News:

MASM32 SDK Description, downloads and other helpful links
MASM32.com New Forum Link
masmforum WebSite

for loop with constants

Started by loki_dre, April 20, 2008, 08:49:40 AM

Previous topic - Next topic

loki_dre

is it possible to write code as a small for loop based on a constant that won't consume any registers or variables, but simply copy and paste the given instructions over X times?
eg.
for(i=0;i<3;i++)
mov [ebx],al
inc ebx

Which would translate to:
mov [ebx],al
inc ebx
mov [ebx],al
inc ebx
mov [ebx],al
inc ebx

MichaelW

You can create an "unrolled" loop with the REPEAT directive.

    REPEAT 3
      mov [ebx],al
      inc ebx
    ENDM


00401000 8803                   mov     [ebx],al
00401002 43                     inc     ebx
00401003 8803                   mov     [ebx],al
00401005 43                     inc     ebx
00401006 8803                   mov     [ebx],al
00401008 43                     inc     ebx


And many variations are possible, for example:

    N=0
    REPEAT 3
      mov [ebx+N*4],eax
      N=N+1
    ENDM


00401009 8903                   mov     [ebx],eax
0040100B 894304                 mov     [ebx+4],eax
0040100E 894308                 mov     [ebx+8],eax
eschew obfuscation

loki_dre

are unrolled loops always faster? any recommendations on a limit?

donkey

Quote from: loki_dre on April 21, 2008, 03:47:08 PM
are unrolled loops always faster? any recommendations on a limit?

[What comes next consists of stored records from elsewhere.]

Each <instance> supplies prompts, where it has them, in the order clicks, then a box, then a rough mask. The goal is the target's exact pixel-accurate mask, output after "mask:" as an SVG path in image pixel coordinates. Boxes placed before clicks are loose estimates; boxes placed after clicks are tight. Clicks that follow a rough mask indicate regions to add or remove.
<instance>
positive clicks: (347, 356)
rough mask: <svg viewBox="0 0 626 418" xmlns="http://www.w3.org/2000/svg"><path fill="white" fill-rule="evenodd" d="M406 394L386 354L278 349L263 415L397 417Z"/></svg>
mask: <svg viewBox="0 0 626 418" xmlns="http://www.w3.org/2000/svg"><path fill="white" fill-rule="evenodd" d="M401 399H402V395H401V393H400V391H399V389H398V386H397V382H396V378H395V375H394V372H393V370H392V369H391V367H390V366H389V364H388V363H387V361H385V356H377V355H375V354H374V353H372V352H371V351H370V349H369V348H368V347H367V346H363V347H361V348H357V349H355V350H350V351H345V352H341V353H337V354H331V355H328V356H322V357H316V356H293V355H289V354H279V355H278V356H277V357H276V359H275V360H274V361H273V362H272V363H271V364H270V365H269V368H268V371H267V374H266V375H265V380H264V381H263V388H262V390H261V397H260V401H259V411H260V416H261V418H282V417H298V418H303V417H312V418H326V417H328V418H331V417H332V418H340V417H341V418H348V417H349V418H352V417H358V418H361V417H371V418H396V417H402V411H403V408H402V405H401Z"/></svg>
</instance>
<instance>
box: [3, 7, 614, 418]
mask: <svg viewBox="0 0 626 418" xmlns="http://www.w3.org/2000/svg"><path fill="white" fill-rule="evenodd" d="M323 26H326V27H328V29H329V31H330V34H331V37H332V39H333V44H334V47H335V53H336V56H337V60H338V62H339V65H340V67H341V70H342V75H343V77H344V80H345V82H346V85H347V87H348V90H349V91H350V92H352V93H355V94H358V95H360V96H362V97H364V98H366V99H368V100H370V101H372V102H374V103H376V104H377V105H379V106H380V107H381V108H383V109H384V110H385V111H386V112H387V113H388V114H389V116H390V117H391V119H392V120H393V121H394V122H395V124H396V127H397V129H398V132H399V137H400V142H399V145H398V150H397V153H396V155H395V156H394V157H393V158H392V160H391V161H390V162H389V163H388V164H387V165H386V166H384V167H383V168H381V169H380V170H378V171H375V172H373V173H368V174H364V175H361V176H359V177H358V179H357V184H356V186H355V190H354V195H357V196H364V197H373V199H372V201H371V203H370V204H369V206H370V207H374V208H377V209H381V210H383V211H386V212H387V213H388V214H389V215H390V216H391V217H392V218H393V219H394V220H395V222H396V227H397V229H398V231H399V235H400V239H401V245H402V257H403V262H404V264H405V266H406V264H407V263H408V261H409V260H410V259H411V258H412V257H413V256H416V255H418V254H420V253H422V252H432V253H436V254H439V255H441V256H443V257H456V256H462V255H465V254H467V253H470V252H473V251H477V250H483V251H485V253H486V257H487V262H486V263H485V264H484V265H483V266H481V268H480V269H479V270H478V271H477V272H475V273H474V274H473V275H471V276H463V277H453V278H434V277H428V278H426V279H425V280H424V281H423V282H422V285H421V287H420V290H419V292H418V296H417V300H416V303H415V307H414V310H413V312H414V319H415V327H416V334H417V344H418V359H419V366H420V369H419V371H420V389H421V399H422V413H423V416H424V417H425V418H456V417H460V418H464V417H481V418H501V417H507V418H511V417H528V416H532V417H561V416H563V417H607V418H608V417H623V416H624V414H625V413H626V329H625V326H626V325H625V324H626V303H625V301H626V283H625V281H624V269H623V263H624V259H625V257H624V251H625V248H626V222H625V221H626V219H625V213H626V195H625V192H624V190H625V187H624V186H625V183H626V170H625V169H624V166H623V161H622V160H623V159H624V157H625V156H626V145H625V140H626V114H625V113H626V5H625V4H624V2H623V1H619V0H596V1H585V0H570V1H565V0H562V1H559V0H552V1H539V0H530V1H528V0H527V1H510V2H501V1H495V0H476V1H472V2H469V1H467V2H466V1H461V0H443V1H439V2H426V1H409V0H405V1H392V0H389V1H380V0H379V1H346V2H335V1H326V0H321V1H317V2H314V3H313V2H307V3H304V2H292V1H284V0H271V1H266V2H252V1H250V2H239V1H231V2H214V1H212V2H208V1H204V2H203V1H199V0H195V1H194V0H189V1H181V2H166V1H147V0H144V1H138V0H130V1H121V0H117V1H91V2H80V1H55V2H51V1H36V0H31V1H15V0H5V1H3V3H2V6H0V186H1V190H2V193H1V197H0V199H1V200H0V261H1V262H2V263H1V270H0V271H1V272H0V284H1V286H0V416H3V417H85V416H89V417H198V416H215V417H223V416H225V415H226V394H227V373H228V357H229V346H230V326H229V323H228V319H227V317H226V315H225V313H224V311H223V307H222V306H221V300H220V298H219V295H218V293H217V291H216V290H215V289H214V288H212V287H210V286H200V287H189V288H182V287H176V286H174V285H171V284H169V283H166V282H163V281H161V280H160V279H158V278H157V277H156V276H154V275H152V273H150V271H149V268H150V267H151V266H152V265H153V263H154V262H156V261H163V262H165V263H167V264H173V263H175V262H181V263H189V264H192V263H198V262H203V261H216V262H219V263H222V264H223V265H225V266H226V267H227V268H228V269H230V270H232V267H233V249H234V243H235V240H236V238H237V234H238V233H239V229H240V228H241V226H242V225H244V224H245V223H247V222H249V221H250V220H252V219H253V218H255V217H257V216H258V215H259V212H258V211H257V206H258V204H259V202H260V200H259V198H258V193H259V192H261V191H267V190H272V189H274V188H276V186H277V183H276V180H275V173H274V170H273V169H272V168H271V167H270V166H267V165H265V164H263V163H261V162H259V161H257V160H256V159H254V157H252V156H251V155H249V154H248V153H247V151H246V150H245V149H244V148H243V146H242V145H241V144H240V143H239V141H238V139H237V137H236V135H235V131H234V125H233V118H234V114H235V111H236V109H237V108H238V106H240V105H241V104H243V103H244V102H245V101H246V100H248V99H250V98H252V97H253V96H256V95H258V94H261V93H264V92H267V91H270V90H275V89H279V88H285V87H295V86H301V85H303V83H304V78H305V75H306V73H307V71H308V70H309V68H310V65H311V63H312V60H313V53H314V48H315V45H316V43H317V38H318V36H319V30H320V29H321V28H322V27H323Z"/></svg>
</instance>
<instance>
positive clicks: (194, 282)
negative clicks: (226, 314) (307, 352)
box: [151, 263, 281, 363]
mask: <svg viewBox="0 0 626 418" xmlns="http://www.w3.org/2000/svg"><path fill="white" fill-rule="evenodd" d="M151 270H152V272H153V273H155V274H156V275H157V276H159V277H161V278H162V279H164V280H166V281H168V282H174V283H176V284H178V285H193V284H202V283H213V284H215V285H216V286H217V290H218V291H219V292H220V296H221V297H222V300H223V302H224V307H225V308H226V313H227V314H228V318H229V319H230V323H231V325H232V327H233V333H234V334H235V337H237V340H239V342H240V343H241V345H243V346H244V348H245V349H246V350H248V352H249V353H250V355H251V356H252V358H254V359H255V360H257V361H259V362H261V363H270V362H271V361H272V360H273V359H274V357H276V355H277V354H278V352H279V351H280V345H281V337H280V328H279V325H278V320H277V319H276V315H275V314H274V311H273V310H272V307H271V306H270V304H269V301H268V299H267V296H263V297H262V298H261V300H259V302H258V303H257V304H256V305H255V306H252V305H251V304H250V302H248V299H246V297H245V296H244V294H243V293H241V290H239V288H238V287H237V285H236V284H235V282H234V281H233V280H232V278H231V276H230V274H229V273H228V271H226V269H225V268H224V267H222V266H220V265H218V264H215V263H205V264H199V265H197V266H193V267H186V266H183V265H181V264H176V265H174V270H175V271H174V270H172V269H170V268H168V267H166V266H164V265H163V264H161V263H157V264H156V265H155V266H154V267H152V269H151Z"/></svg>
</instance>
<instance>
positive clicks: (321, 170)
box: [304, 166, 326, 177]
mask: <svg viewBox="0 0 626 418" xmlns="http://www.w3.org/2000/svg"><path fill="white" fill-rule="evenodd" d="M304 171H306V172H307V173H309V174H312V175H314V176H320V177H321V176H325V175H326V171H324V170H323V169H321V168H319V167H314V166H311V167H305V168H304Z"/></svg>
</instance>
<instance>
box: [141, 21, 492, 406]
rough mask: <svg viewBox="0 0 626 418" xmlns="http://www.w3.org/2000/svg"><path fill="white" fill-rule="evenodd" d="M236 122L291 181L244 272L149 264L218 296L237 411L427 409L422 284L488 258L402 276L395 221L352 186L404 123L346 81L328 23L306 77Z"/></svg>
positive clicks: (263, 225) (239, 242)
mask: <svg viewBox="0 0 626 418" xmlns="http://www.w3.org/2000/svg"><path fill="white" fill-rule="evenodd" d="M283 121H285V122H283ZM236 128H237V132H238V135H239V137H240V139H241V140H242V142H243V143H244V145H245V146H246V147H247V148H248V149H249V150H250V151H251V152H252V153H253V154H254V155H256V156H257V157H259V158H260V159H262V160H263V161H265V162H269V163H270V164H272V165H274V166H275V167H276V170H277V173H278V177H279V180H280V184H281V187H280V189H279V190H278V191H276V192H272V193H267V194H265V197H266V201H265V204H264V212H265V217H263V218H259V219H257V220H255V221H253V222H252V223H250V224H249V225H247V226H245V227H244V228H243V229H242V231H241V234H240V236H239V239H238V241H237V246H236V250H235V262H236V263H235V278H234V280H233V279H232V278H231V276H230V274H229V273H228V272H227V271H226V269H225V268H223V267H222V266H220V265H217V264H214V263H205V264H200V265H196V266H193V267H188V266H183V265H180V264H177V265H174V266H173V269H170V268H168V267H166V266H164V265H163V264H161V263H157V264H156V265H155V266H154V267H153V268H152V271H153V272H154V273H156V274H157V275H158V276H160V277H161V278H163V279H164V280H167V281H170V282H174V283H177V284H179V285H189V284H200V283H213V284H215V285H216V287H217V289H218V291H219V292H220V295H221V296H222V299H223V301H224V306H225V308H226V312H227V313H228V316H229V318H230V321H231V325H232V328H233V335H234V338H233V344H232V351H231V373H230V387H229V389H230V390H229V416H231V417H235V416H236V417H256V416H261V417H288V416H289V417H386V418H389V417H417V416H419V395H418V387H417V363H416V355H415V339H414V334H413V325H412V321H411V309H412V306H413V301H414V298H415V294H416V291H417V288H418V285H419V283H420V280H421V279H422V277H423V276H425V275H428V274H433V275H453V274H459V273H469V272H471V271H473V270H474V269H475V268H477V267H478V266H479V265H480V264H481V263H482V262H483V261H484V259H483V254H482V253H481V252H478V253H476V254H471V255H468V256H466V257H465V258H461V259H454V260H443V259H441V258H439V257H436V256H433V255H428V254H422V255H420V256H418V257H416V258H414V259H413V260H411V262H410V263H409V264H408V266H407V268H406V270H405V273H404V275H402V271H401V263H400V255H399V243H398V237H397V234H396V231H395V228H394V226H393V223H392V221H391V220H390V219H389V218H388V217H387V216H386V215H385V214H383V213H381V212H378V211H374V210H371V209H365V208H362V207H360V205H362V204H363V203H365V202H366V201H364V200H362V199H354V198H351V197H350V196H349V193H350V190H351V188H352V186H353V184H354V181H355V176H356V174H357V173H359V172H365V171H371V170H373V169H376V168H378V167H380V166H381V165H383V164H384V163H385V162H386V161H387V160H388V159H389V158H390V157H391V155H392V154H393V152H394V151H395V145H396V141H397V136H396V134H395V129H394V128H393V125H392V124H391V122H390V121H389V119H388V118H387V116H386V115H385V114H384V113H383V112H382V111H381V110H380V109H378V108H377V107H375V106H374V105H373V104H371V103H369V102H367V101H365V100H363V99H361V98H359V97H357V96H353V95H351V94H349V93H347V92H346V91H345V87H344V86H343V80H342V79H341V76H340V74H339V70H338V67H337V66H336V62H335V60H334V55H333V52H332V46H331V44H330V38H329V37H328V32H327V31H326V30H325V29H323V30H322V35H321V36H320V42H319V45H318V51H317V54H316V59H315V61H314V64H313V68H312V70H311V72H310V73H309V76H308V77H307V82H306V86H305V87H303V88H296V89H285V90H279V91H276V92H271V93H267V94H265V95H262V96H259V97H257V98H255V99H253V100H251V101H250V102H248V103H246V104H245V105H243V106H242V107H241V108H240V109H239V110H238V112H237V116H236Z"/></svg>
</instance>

Yes, they are always faster though in some cases the gain would be offset by other considerations for example with loops with a large number of iterations the extra coding would be cumbersome and if the branching is predictable within the scope of the branch prediction hardware the actual gains in speed might be offset by code size and instruction caching issues. For myself I will unroll loops but none bigger than around 16 iterations but that's a personal preference and has no basis in any set rules.
"Ahhh, what an awful dream. Ones and zeroes everywhere...[shudder] and I thought I saw a two." -- Bender
"It was just a dream, Bender. There's no such thing as two". -- Fry
-- Futurama

Donkey's Stable

loki_dre

any examples of a nested for loop??
Thanks in advance

loki_dre

examples of a nested unrolled loop I mean

hutch--

loki,

There does not seem to be any set rule, even on the same processor. I would always advocate timing different unroll sizes as I have found optimal ranging from 0 to 16 depending on the code to be unrolled. Almost exclusively the limiting factor in algo speed is memory access speed and once you have hit that wall, nothing makes it go faster.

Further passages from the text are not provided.